I believe this vision of faith is so near-sighted it's almost blind. First of all, I've never met a single individual whose life circumstances, beliefs, and even personality weren't radically shaped by their culture and context! Society shapes people, and people shape society. You can't care about one and not the other.

And from the spiritual side, this over-individualized faith is radically contrary to the story of the Bible. Not only is the Old Testament mainly a story about God with a community (the Israelite people), but also the New Testament has a pretty sophisticated spiritual approach to the systems and the powers that be. 

The apostle Paul's letters are chock full of language about "the principalities and powers," (cf. Eph 1:21 & 6:12, Col 2:14, etc.) by which I think he means not purely ethereal spirits floating in space, but as the norms, offices, traditions, and institutions that stand behind and above the individuals exercising the authority. The Police Force is a real power, even if it's not identifiable with any one individual or department. The Presidency is a real authority, even if it can't be reduced to an individual person holding the office. And yet, we always meet these "powers and authorities" always work themselves out through actual people with physical repercussions, like Jesus facing the Sanhedrin (religious power) and Pontius Pilate (political power).

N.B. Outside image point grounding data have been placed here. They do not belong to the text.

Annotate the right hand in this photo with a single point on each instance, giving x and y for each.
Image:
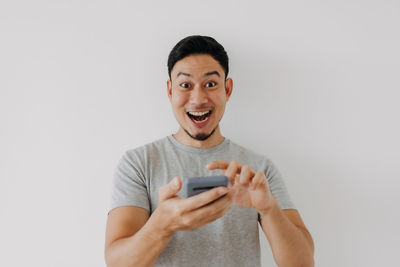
(174, 213)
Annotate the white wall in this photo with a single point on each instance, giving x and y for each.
(316, 88)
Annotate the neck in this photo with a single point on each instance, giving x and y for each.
(215, 139)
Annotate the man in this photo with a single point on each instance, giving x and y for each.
(150, 224)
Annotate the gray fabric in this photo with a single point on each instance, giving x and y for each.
(229, 241)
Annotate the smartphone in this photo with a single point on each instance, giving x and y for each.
(196, 185)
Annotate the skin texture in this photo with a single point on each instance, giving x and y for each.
(134, 238)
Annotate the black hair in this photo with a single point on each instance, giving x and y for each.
(197, 44)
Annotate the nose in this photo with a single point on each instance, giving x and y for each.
(198, 96)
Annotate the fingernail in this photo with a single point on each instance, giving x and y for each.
(223, 190)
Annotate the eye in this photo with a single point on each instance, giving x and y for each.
(211, 84)
(185, 85)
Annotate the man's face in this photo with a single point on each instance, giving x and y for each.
(198, 93)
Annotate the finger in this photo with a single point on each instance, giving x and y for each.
(258, 179)
(233, 169)
(169, 190)
(218, 164)
(212, 211)
(246, 174)
(202, 199)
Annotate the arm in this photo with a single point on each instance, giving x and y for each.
(135, 239)
(290, 241)
(132, 239)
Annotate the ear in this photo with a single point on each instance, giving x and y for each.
(228, 88)
(169, 89)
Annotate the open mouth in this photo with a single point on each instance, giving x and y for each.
(199, 117)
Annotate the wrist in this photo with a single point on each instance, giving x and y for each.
(157, 227)
(270, 208)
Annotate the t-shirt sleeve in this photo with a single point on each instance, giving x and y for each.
(278, 187)
(129, 185)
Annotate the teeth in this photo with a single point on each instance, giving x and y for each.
(198, 113)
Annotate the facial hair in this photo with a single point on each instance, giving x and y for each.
(201, 136)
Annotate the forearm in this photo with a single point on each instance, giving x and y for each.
(140, 249)
(291, 245)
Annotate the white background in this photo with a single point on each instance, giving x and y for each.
(316, 89)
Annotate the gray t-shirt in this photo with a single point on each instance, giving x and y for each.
(229, 241)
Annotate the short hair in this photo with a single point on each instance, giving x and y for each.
(197, 44)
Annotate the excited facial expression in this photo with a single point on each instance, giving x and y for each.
(198, 93)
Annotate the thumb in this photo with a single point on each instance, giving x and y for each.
(169, 190)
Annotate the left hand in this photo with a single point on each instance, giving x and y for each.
(250, 188)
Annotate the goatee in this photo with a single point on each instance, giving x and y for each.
(201, 136)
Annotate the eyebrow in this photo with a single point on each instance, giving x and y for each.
(206, 74)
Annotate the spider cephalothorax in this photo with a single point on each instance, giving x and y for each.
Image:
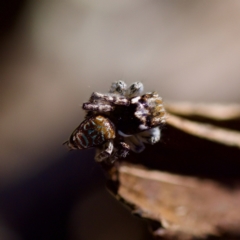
(119, 121)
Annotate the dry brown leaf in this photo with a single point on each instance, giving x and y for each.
(186, 207)
(192, 190)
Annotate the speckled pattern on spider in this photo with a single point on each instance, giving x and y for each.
(119, 121)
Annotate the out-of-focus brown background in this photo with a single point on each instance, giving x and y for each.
(54, 54)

What does Paul say happened when the powers collided with Jesus? They killed him because he opposed their authority, and he, "having disarmed the powers and authorities, he made a public spectacle of them, triumphing over them by the cross" (Col 2:15). In other words, they threw the full weight of their power at him, emptied their chamber into him, and he rose. 

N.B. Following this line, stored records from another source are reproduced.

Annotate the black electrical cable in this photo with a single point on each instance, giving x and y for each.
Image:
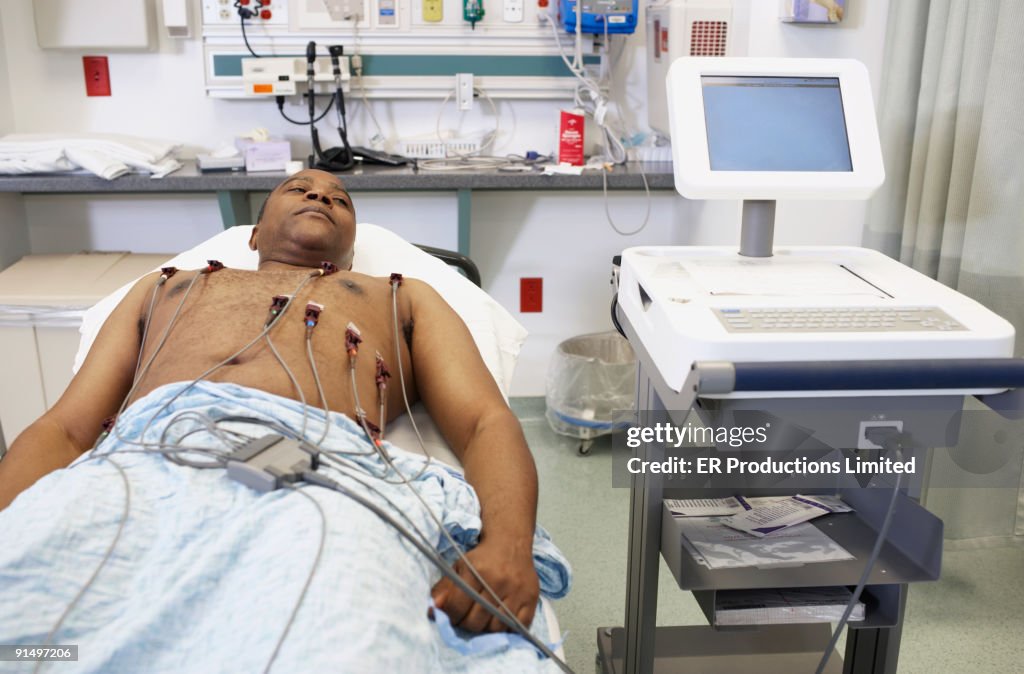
(244, 13)
(281, 109)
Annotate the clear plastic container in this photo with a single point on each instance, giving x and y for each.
(591, 386)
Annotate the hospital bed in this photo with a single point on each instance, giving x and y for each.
(378, 252)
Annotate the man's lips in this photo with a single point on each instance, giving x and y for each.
(317, 210)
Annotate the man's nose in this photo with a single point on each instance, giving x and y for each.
(313, 196)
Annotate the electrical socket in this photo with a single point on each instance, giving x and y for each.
(512, 11)
(437, 150)
(464, 90)
(433, 10)
(530, 295)
(97, 76)
(864, 444)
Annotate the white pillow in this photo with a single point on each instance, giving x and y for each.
(378, 252)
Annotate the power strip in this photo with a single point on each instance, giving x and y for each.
(437, 150)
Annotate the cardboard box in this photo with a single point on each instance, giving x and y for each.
(42, 300)
(270, 155)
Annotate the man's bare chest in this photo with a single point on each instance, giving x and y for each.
(218, 313)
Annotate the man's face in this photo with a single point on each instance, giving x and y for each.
(307, 218)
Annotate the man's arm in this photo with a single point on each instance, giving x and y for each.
(73, 425)
(465, 403)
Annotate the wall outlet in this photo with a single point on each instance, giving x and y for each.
(433, 10)
(97, 76)
(512, 11)
(530, 295)
(464, 90)
(437, 150)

What does that mean for Christians? That means we have faith in someone more powerful than the powers, more authoritative than the authorities. We're not anarchists. We don't reject authority per se. God gives structure and stability to the world through the powers. But every authority is relativized by it's relation to the one who drained the cup of their power, and rose back up.

So, as opposed to Robert Jeffress who assumes that God has given Trump the authority to do "take out" Kim Jong Un, we don't assume God gives our President the power to do whatever he likes in the name of America. The power of the president is relativized by Christ and his way. If a "power" opposes the love of Christ, we stand in prayerful and direct opposition to that power, just like the early church bowing their heads in prayer in the middle of the Coliseum. If an authority abuses one of God's beloved then we march, we write letters, we vote them out, we put our bodies on the line for the bodies of our brothers and sisters.

We do these things so that the world will know that the deepest system and most exalted power at work in the universe is the love of God in Christ. May God give us the courage to live out this bigger faith together.